Monday, December 14, 2009

A bundle of Tower 37 news today, including a wrap-up from the Artivist Fest in LA by our own producer Daniel. I'm trying not to take it personally, but when I go to festivals I'm lucky to get a Q&A. Daniel gets trophies handed to him, press photos, he gets invited up on stage, you name it. What gives?

Before we hear from Daniel, Bill and Signe are running an encore presentation of the Woodstock Animated Shorts block on January 13th at 92YTribeca, which you Bit Films historians might recognize as the very same place where Tower 37 first screened in NYC almost a year earlier as a part of Hampshire College's Alumni Reel. I really enjoyed the Woodstock program and I strongly encourage anyone in the NY area to check it out in January.

We also heard that the Tiburon International Film Festival is going to be showing Tower 37 in March 2010. This selection is exciting for two reasons: it's my first repeat festival (they showed Catch in 2007), and it's also going to compete with Moondance in the category of "festival with the most of my family members in attendance."

Speaking of Catch, I posted the original animatic for Catch the other day. Boy I had some rough sketches in there, but they served their purpose and I hope people find it helpful to compare the film-as-planned with the film-as-delivered.

And now I give the web over to Daniel, who writes:
I attended both our screening last Thursday and the awards ceremony on Saturday night. I've been in LA for a year and a half but this was my first time at the Egyptian Theater. The festival did an excellent job turning the courtyard in front of the theater into a festival space where audience members and filmmakers could all mingle. They had live music and swag everywhere. Very cool.

We played in the Spielberg theater, the smaller of the two screens, but sill a relatively nice theater. I'd say the theater was probably about 70% full...which I think was quite a feat considering it was 7pm on a Thursday night. One of the exec directors of the festival got up and introduced all the films that would be playing (each one had an environmental theme). He also pointed out that I was in attendance and there would be a Q&A following the films, it was at this point that I discovered I was the only person there representing a film.

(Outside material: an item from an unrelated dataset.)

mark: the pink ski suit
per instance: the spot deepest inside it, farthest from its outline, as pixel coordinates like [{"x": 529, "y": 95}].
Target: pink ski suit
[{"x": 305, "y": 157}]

The screening went really well. Laughs at the size reveal and the dud bomb, "awwwws" at the first reveal of Leed after the helmet pops off and during u5_03 as Leed swims around the pitcher, and gasps of uncertainty when Operator slips and almost hits Leed and as the tower comes apart. It felt like we got the longest and loudest applause of the evening. My only complaint is a technical one. The contrast appeared to be turned up a little too high on the projector, because the blacks were really intense and in some of the shots inside the control room we lost some of the detail in the dark. [editor's note: argh!]

Of the five films, we were the only narrative, the rest were docs. In my opinion, the most interesting (and longest) was Seeds of Change: The ECO Story, about a project to attempt the clean Yangtze River by teaching the poor farmers who work along its banks to use crops that are better for soil retention and thus the earth doesn't run off into the river (there was a lot more to it, but that was the basic idea). This is the second time that I have seen us play alongside a doc and I have to say, I really like the pairing of hard fact and imaginative fantasy. [editor's note: the first time was the Newport Beach Film Festival, which Daniel also wrote about, and there was also the Moondance pairing in Boulder that I attended]

The final film ended and the lights came up, but the guy who had introduced all the films didn't come back in. The audience started to get confused and some people started to get up to leave, so I got up (after being coaxed a bit by the people who came with me, including Tower 37 animator Harry) and ran down to the front of the theater and launched into my own Q&A. We received numerous positive and glowing comments about how affective the film was. I talked about your original impetus for the film, discussed how it evolved during production, and went on to explain how it was produced entirely in an academic environment. After the Q&A ended I talked with the exec director (who eventually came back in, but I was already mid-Q&A). He had been unaware of the academic nature of the project and we discussed how Artivist is a really good fit for our film that seems to stump programmers a lot. He commented how we were one of the few narratives that really fit the fest. On the way out of the theater one of the photographers snapped our photo:

I came back Saturday for the awards ceremony. Definitely one of the most "Hollywood" events I have been to. After the red carpet walk, we headed into the theater where we had reserved seats set aside for us in the front along with a ton of celebrities. We were seated right behind Olivia Wilde from House and The OC who was receiving an award for her humanitarian work. Hank Azaria was also there and also received an award for his humanitarian efforts. At the end of the ceremony, they invited all the attending filmmakers to come up to the stage. The fest uploaded a video of this to youtube.

Overall a pretty positive festival experience!